Variability in Footpoint Mapping of BBFs Using Tsyganenko Models: Impact on Swarm Conjunctions

TL;DR

This study evaluates how different Tsyganenko magnetic field models affect the footpoint mapping of BBFs, revealing variability that influences magnetospheric-ionospheric studies and satellite conjunction analyses.

Contribution

It systematically analyzes the impact of input parameters on footpoint locations across multiple Tsyganenko models using a large BBF dataset.

Findings

Approximately 90% of footpoints are near midnight MLAT and MLT.

Model differences cause about +/-4° in MLAT and +/-1 hour in MLT.

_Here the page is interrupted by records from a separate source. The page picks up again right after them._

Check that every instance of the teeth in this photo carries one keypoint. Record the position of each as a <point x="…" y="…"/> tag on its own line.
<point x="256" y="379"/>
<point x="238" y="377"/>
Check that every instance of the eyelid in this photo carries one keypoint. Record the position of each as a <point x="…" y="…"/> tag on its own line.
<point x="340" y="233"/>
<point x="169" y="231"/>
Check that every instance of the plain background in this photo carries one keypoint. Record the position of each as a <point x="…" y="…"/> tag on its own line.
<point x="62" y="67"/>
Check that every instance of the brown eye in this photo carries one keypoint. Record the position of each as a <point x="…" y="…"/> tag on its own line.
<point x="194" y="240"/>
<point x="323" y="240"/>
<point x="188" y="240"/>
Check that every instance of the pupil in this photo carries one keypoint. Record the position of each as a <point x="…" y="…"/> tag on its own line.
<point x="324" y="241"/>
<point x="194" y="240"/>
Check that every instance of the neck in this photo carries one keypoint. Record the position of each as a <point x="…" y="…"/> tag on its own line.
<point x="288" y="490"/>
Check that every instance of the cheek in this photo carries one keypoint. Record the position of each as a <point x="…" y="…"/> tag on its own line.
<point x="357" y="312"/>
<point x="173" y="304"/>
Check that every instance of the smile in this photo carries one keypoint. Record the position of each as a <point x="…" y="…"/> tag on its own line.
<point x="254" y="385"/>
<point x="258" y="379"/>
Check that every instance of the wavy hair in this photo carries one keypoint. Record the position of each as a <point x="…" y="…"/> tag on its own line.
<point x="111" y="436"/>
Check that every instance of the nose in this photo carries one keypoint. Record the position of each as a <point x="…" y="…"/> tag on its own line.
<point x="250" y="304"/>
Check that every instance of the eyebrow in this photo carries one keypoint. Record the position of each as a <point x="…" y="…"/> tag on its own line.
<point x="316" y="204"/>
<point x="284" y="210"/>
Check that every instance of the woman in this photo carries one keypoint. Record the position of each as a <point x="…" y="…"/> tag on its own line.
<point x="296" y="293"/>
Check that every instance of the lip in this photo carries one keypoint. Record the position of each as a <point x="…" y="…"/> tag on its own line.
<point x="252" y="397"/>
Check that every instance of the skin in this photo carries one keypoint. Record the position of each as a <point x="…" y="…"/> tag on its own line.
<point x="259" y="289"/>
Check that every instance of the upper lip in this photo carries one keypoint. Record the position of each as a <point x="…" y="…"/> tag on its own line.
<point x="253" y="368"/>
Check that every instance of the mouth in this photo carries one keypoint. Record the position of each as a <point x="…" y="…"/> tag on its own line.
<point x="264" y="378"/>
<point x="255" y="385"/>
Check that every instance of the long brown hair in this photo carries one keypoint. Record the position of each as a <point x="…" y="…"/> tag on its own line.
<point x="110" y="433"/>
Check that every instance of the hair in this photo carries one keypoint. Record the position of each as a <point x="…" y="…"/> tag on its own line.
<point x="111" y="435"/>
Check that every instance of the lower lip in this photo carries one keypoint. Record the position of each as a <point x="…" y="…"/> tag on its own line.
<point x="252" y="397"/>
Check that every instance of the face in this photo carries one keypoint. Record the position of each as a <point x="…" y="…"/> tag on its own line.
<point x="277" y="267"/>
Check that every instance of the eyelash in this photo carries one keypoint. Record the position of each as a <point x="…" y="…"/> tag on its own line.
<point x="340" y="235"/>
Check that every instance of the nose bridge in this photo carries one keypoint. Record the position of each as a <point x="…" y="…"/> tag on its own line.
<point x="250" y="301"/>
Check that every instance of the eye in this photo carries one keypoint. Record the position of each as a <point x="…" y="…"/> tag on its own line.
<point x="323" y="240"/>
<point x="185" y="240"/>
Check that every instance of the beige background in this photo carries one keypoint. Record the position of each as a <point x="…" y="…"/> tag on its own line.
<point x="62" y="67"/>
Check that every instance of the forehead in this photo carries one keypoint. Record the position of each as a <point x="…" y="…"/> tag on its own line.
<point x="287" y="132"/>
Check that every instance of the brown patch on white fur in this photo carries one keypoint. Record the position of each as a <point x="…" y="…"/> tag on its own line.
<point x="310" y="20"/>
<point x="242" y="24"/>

Uncertainty in footpoints affects satellite conjunction counts.

Abstract

Magnetospheric-ionospheric coupling studies often rely on multi-spacecraft conjunctions, which require accurate magnetic field mapping tools. For example, linking measurements from the magnetotail with those in the ionosphere involves determining when the orbital magnetic footpoint of THEMIS or MMS intersects with the footpoint of Swarm. The Tsyganenko models are commonly used for tracing magnetic field lines. In this study, we aim to analyze how the footpoint locations are impacted by the input parameters of these models, including solar wind conditions, geomagnetic activity, and the location in the magnetotail. A dataset of 2394 bursty bulk flows (BBFs) detected by MMS was mapped to Earth's ionosphere with six different Tsyganenko models. Approximately 90% of the ionospheric footpoints are concentrated within 70{\deg} +/-5{\deg} magnetic latitude (MLAT) and +/-3 hours of magnetic local time (MLT) around midnight, with a pronounced peak in the pre-midnight sector. The MLT position showed a difference of approximately +/-1 hour MLT across the models. Footpoint locations were linked to the dawn-dusk position of the BBFs, with differences between models associated with variations in the interplanetary magnetic field clock angle. The MLAT values exhibited similar differences of approximately +/-4{\deg} around the mean value, with a systematic shift toward lower latitudes in the T89 model. This position is also influenced by the input parameters of the model representing the dynamics of Earth's magnetosphere, where stronger magnetospheric activity typically corresponds to lower latitudes. The uncertainty on the BBF footpoint location impacts the number of conjunctions with Swarm. Generally, Swarm B exhibited more conjunctions than Swarm A or C in the Northern Hemisphere.